The JSDF were also called to the Hoyasu district in Nagano, where a levee broke on the Chikuma River, inundating the nearby residential district with water that rose as high as the second storey on homes.

The JSDF worked with local disaster prevention staff during the rescue operation to pinpoint residents that needed to be evacuated by helicopter. Twitter proved to be a vital resource in this regard, as rescue teams kept an eye out for emergency hashtags online.

One of the recommended hashtags to use in an emergency situation is #救助 (#kyuujo), which means “rescue”, and it should be included with location information and a photo or video showing your current situation.

Many people in need of rescuing today used the #救助 hashtag, along with the hashtag #救助要請 (#kyuujo yosei) which means “appeal for rescue” and #台風19号長野県被害 (“Typhoon No. 19 Nagano Prefecture Damage“), as instructed by the Nagano Prefecture Disaster Prevention Twitter account.

The images of dangerously high floodwaters and information about the household members who needed saving was a heartbreaking read (and one that Nagano Prefecture recommended people delete for personal safety reasons immediately after rescue) but it proved to be successful, as there were no deaths or casualties in relation to the Chikuma rescue emergency as a result.

▼ The police, fire department, and the Self-Defense Forces rescued more than 110,000 people due to the typhoon.

According to East Japan Railway Company, however, one-third of its Hokuriku Shinkansen line bullet trains were badly damaged by flooding from the Chikuma River.

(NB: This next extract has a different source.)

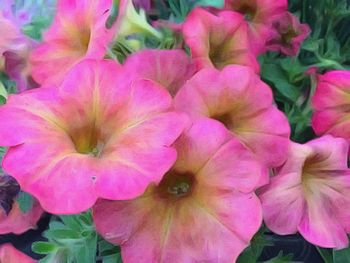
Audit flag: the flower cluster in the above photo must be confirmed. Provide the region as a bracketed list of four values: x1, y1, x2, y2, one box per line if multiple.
[0, 0, 350, 262]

The trains above, which were located at a carriage centre in Akanuma used for repairing and storing Shinkansen, were damaged after water entered the facility.

With 10 trains, (a total of 120 carriages) damaged by the floodwaters, JR East were unable to fully resume service on the Hokuriku line today and may have to operate with fewer trains on the line in the immediate future.

The Ministry of Land, Infrastructure, Transport and Tourism is proceeding with drainage work at affected areas, and now that the typhoon has passed through Japan, the country is hoping this marks the end to this year’s typhoon season.